Median follow-up was 78 months. Patients with VHR prostate cancer had significantly worse PSA relapse-free survival (PSA-RFS, P < 0.001), distant metastasis (DM, P = 0.004), and prostate cancer-specific mortality (PCSM, P = 0.015) in comparison to standard high-risk (SHR) patients in multivariable analyses. By contrast, there was no significant difference in PSA-RFS, DM, or PCSM between SHR and unfavorable intermediate-risk (UIR) patients. Therefore, we propose a novel risk stratification system: Group 1 (low-risk), Group 2 (favorable intermediate-risk), Group 3 (UIR and SHR), and Group 4 (VHR). The c-index of this new grouping was 0.683 for PSA-RFS and 0.800 for metastases, compared to NCCN-risk groups which yield 0.666 for PSA-RFS and 0.764 for metastases.
Patients classified as VHR have markedly increased rates of PSA relapse, DM, and PCSM in comparison to SHR patients, whereas UIR and SHR patients have similar prognosis. Novel therapeutic strategies are needed for patients with VHR, likely involving multimodality therapy.

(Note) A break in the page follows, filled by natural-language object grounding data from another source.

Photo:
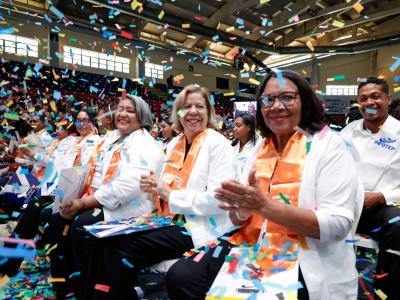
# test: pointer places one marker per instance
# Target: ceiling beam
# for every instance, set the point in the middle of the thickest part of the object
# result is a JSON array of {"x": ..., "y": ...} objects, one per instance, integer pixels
[
  {"x": 229, "y": 8},
  {"x": 305, "y": 17}
]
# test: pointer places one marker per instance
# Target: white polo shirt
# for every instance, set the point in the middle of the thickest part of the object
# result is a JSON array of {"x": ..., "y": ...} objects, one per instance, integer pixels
[{"x": 377, "y": 157}]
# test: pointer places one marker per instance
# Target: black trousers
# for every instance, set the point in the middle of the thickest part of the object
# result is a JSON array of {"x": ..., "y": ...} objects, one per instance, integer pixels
[
  {"x": 188, "y": 279},
  {"x": 69, "y": 259},
  {"x": 121, "y": 257},
  {"x": 27, "y": 228},
  {"x": 375, "y": 223}
]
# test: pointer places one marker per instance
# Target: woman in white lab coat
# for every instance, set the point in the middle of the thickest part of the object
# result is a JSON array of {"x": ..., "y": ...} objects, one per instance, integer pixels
[
  {"x": 245, "y": 139},
  {"x": 298, "y": 203},
  {"x": 112, "y": 191},
  {"x": 198, "y": 160}
]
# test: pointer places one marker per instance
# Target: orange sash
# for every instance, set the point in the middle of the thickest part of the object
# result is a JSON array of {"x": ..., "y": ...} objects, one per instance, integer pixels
[
  {"x": 280, "y": 178},
  {"x": 178, "y": 169},
  {"x": 113, "y": 166},
  {"x": 78, "y": 148},
  {"x": 39, "y": 173}
]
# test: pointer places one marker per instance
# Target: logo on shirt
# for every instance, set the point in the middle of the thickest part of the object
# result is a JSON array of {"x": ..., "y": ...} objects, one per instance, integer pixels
[{"x": 385, "y": 143}]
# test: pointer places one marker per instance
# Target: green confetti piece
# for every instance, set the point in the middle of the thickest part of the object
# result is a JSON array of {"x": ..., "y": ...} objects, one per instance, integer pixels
[
  {"x": 181, "y": 113},
  {"x": 286, "y": 200},
  {"x": 96, "y": 212},
  {"x": 339, "y": 77}
]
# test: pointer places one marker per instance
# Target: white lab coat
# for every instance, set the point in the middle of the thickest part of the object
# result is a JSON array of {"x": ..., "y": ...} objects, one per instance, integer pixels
[
  {"x": 329, "y": 187},
  {"x": 377, "y": 156},
  {"x": 216, "y": 162},
  {"x": 122, "y": 197}
]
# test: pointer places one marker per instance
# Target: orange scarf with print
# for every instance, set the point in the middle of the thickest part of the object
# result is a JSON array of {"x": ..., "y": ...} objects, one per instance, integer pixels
[
  {"x": 39, "y": 174},
  {"x": 280, "y": 178},
  {"x": 178, "y": 169},
  {"x": 112, "y": 167}
]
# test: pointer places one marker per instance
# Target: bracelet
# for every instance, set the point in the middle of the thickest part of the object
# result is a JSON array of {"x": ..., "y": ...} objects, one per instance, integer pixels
[{"x": 240, "y": 218}]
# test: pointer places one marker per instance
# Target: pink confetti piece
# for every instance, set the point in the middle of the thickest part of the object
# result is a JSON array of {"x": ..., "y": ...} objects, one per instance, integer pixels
[
  {"x": 323, "y": 132},
  {"x": 278, "y": 262}
]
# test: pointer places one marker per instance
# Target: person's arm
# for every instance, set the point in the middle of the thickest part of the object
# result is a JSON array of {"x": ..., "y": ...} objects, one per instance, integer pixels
[{"x": 335, "y": 193}]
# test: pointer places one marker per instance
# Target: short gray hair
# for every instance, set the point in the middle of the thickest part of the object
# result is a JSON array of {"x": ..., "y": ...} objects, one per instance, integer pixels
[{"x": 143, "y": 112}]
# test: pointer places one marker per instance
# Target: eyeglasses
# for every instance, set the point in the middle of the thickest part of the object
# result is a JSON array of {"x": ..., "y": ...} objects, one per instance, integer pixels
[
  {"x": 129, "y": 110},
  {"x": 286, "y": 99},
  {"x": 198, "y": 107},
  {"x": 82, "y": 122}
]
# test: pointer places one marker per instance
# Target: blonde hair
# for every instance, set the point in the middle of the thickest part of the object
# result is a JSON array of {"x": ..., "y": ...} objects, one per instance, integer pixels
[{"x": 180, "y": 102}]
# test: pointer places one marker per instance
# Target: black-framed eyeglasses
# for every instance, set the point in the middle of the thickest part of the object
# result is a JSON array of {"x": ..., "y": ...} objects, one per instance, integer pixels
[{"x": 286, "y": 99}]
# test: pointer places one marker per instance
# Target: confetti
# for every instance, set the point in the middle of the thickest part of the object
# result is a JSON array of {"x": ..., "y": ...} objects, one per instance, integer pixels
[
  {"x": 394, "y": 220},
  {"x": 338, "y": 24},
  {"x": 161, "y": 14}
]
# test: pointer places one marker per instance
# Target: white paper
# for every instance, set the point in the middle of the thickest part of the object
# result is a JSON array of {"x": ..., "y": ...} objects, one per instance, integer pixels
[
  {"x": 71, "y": 182},
  {"x": 226, "y": 285}
]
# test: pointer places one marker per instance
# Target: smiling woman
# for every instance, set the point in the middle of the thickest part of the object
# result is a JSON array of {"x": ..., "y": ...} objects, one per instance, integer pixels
[
  {"x": 300, "y": 188},
  {"x": 112, "y": 191},
  {"x": 197, "y": 161}
]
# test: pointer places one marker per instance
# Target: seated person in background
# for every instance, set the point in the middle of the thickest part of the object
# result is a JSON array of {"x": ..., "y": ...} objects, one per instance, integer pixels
[
  {"x": 245, "y": 139},
  {"x": 117, "y": 165},
  {"x": 198, "y": 160},
  {"x": 302, "y": 191},
  {"x": 376, "y": 148},
  {"x": 69, "y": 152}
]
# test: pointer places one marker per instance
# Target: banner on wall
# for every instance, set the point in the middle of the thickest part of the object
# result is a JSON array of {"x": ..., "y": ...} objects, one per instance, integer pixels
[{"x": 336, "y": 105}]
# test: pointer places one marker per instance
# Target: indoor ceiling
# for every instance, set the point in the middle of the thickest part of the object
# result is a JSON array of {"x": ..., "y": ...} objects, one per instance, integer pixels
[{"x": 221, "y": 28}]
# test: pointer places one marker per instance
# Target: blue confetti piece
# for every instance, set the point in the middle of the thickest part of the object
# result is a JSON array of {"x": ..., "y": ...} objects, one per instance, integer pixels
[
  {"x": 57, "y": 12},
  {"x": 213, "y": 222},
  {"x": 253, "y": 296},
  {"x": 24, "y": 171},
  {"x": 394, "y": 220},
  {"x": 127, "y": 263},
  {"x": 371, "y": 111},
  {"x": 93, "y": 89},
  {"x": 17, "y": 253},
  {"x": 217, "y": 251},
  {"x": 57, "y": 95}
]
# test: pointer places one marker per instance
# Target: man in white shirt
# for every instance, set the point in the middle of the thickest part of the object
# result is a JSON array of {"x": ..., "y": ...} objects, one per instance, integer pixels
[{"x": 376, "y": 144}]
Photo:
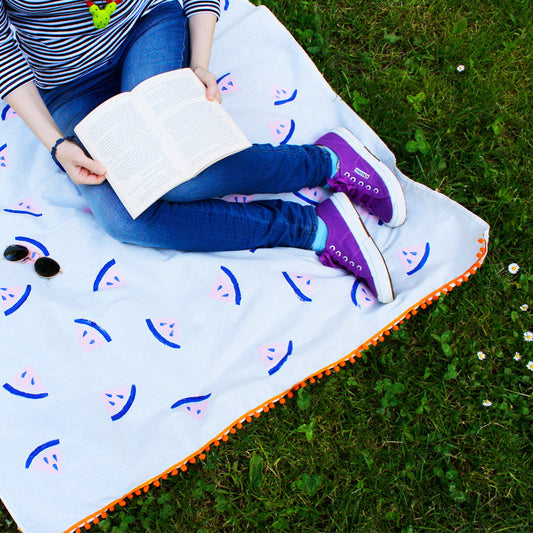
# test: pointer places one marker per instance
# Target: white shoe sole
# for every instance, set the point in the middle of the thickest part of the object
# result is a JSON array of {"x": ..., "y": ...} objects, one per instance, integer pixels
[
  {"x": 399, "y": 211},
  {"x": 371, "y": 253}
]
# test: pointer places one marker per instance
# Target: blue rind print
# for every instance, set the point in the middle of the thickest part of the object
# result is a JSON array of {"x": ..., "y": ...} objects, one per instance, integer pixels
[
  {"x": 39, "y": 449},
  {"x": 422, "y": 262},
  {"x": 281, "y": 362},
  {"x": 29, "y": 395},
  {"x": 190, "y": 399}
]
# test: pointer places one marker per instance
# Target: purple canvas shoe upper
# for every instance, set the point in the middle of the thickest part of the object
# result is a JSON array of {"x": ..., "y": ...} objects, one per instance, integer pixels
[
  {"x": 371, "y": 185},
  {"x": 342, "y": 250}
]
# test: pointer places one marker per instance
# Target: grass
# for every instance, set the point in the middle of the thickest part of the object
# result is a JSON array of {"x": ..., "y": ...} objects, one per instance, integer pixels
[{"x": 400, "y": 440}]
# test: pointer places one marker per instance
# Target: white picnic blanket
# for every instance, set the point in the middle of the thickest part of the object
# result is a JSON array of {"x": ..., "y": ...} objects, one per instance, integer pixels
[{"x": 133, "y": 360}]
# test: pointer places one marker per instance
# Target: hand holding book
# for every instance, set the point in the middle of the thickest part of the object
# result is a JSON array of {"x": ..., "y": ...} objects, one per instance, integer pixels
[{"x": 162, "y": 133}]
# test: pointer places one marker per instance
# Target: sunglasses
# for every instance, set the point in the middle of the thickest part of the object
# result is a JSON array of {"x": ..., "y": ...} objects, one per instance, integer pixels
[{"x": 45, "y": 267}]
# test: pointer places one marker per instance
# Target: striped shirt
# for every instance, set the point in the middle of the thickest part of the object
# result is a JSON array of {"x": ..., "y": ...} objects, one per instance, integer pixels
[{"x": 52, "y": 42}]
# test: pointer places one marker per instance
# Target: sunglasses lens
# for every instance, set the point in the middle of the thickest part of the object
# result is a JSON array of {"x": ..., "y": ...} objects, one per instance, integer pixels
[
  {"x": 16, "y": 252},
  {"x": 46, "y": 267}
]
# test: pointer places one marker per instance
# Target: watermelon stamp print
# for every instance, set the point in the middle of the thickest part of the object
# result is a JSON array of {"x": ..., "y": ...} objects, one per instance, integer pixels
[
  {"x": 119, "y": 401},
  {"x": 275, "y": 355},
  {"x": 26, "y": 384},
  {"x": 195, "y": 406},
  {"x": 313, "y": 196},
  {"x": 24, "y": 207},
  {"x": 3, "y": 156},
  {"x": 361, "y": 295},
  {"x": 282, "y": 96},
  {"x": 238, "y": 198},
  {"x": 165, "y": 331},
  {"x": 108, "y": 277},
  {"x": 91, "y": 335},
  {"x": 45, "y": 458},
  {"x": 12, "y": 298},
  {"x": 282, "y": 131},
  {"x": 227, "y": 84},
  {"x": 302, "y": 285},
  {"x": 414, "y": 258},
  {"x": 226, "y": 287}
]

前列腺癌是一种异质性疾病,已经提出了风险分层系统来指导治疗决策。然而,对于那些具有不良风险疾病的患者,仍存在显著的异质性。
本研究纳入了SEARCH数据库中3335例接受根治性前列腺切除术且未接受辅助放疗的患者。高危患者根据主要 Gleason 模式、阳性活检核心百分比(PPBC)、NCCN 高危因素数量以及T3b - T4期疾病分为标准高危组和极高危(VHR)组。同样,中危前列腺癌根据主要 Gleason 模式、PPBC和NCCN中危因素数量分为有利组和不利组。

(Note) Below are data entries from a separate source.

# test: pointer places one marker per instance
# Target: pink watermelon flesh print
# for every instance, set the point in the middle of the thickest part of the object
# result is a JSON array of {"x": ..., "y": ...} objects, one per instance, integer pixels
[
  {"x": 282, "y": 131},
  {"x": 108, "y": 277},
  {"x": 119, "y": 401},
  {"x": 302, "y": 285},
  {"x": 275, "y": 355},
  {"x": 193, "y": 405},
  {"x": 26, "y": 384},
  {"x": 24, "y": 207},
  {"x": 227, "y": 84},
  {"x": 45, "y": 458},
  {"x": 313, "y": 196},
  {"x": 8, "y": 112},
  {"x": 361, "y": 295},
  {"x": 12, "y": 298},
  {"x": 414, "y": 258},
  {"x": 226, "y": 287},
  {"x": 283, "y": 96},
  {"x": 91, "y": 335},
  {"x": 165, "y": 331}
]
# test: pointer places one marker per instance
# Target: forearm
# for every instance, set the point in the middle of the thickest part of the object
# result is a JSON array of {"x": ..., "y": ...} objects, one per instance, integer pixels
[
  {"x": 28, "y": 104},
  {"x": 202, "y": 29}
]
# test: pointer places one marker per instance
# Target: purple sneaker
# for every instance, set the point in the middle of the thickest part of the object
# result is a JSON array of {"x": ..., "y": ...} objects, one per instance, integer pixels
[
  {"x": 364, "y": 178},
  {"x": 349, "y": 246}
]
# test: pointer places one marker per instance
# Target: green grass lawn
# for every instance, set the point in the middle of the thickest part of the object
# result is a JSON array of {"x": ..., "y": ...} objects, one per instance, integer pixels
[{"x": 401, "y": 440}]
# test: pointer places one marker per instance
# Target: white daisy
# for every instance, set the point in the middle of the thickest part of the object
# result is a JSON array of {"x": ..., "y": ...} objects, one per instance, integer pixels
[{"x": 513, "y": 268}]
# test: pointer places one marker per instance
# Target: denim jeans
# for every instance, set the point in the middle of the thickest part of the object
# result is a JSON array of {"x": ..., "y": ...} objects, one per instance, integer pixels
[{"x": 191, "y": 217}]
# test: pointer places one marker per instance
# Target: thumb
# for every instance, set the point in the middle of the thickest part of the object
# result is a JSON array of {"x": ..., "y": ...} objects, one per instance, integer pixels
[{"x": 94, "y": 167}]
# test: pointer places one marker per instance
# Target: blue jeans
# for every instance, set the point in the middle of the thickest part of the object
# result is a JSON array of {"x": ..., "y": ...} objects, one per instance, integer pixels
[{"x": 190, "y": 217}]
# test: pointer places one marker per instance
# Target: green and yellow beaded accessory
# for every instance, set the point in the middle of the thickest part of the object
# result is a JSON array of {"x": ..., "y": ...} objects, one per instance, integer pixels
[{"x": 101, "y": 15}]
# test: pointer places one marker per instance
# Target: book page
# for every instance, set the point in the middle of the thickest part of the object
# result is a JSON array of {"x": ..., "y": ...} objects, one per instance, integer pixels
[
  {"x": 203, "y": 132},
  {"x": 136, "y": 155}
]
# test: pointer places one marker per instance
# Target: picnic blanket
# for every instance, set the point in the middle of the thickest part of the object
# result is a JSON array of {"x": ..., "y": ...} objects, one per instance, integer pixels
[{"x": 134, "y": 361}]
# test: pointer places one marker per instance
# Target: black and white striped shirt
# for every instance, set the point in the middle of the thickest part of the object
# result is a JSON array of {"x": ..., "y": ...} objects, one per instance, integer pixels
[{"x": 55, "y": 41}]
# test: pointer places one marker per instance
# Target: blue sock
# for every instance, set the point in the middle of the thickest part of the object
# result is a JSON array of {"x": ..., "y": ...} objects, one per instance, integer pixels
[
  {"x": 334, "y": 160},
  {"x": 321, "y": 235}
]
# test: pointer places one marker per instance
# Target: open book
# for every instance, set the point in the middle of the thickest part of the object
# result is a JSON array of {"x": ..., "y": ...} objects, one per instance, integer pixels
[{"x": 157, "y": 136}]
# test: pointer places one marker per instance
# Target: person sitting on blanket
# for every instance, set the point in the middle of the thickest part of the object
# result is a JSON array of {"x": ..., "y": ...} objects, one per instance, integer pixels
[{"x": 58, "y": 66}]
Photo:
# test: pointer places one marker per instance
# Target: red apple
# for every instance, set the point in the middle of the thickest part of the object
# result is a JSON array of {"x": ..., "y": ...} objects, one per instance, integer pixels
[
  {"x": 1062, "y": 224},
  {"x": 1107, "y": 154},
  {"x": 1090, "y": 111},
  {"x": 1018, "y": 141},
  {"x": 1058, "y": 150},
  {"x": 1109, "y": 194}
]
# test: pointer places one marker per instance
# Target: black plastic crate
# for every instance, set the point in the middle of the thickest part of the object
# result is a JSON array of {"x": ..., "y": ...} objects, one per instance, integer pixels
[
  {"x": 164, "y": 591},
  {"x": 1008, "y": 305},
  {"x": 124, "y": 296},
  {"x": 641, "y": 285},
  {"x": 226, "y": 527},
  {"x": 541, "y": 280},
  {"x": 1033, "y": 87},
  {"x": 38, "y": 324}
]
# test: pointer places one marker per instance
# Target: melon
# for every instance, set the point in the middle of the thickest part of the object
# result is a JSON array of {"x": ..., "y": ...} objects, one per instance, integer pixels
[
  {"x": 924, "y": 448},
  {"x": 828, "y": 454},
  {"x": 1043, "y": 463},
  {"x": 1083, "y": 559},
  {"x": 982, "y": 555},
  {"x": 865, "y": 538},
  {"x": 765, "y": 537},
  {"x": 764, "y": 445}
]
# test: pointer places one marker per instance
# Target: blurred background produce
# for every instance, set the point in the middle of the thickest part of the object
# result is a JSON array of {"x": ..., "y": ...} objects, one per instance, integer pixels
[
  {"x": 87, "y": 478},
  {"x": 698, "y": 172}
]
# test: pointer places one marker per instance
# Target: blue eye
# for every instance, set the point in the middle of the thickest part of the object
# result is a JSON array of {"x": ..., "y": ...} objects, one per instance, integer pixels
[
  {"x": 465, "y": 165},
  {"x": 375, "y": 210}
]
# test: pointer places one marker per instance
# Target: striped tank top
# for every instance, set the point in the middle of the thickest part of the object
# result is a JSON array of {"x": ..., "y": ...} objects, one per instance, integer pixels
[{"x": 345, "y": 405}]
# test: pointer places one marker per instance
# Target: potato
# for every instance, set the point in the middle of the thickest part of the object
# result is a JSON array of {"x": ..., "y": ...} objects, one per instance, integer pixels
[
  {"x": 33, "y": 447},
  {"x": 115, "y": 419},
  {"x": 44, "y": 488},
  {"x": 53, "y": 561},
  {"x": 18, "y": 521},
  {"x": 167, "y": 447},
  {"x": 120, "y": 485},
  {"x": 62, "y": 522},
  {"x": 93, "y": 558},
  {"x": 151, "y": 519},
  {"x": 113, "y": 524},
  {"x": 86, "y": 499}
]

中位随访时间为78个月。在多变量分析中,与标准高危(SHR)患者相比,VHR前列腺癌患者的无PSA复发生存率(PSA - RFS,P < 0.001)、远处转移(DM,P = 0.004)和前列腺癌特异性死亡率(PCSM,P = 0.015)显著更差。相比之下,SHR患者和不利中危(UIR)患者之间的PSA - RFS、DM或PCSM没有显著差异。因此,我们提出了一种新的风险分层系统:第1组(低危)、第2组(有利中危)、第3组(UIR和SHR)和第4组(VHR)。与NCCN风险组相比,这种新分组的PSA - RFS的c指数为0.683,转移的c指数为0.800,而NCCN风险组的PSA - RFS为0.666,转移为0.764。
与SHR患者相比,被归类为VHR的患者的PSA复发、DM和PCSM发生率显著增加,而UIR和SHR患者的预后相似。VHR患者需要新的治疗策略,可能涉及多模式治疗。